In other words, the order passed by NCLAT on the application of the proposed intervenor under Section 7 IBC attained finality.
But in the meantime, the other proceedings initiated by the respondent in the above Civil Appeal reached this Court and an interim stay was granted. On account of the stay so granted, the NCLT has now passed an order dated 12.01.2023 in the intervenor’s own application under Section 7 IBC. It is better to reproduced the order passed by the NCLT. It reads as follows:
“Hence, we are of the considered view that the present application cannot be considered at this stage. However, the present applicant can avail the remedy of restoring the main application subject to the outcome of the appeal before Hon’ble Supreme Court in CP(IB) 804/2019.”

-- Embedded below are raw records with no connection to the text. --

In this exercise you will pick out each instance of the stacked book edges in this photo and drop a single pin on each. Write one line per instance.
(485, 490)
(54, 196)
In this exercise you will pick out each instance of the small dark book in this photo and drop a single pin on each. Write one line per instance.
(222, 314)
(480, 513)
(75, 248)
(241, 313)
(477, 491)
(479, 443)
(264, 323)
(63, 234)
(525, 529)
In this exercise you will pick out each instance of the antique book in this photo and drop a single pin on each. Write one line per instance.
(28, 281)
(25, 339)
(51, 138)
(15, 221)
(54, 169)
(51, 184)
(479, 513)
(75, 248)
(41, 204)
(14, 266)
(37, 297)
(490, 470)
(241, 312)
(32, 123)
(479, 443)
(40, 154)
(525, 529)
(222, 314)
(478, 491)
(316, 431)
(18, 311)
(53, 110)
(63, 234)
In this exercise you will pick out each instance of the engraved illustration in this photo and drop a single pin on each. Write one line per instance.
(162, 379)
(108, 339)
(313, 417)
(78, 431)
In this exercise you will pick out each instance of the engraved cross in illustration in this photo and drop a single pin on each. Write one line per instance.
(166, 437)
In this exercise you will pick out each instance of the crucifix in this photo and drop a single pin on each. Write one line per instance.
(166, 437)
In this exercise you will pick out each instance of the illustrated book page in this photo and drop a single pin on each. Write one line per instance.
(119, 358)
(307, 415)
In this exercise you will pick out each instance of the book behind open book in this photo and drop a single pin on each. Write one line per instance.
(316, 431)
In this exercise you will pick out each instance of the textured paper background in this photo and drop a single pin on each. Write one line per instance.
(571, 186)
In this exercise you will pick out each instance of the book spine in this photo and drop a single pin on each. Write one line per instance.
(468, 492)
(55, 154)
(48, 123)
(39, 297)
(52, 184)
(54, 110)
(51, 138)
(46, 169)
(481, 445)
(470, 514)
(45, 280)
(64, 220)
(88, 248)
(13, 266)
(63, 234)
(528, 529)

As a result of the above order, the proposed intervenor is stuck. The CIRP initiated at the behest of the respondent in the above Civil Appeal is put on hold by this Court and the CIRP initiated by the proposed intervenor is put on hold by the NCLT. Therefore the intervenor is caught in the middle and hence he seeks appropriate directions.
The main contention of the corporate debtor who is the appellant in the above main appeal is that there cannot be two CIRPs simultaneously going on against the same debtor. The said contention is legally well-founded. But today, both CIRPs are on hold. This is despite the fact that the order passed in favour of the proposed intervenor in his own application under Section 7 IBC, by the NCLAT has attained finality and there is no impediment for the CIPR initiated by the proposed intervenor to proceed further.
It is understandable that if the CIRP initiated by the respondent in the above civil appeal is on track. If it is not on track, at least the other CIPR should be allowed to proceed. The Corporate Debtor cannot be allowed to have benefit of the best of both the worlds.
Therefore the intervention application is disposed of clarifying that the intervenor may again move an application before the NCLT for restoration and the NCLT shall pass fresh orders keeping in mind the above observations.
The appeal may be listed for hearing in July, 2023.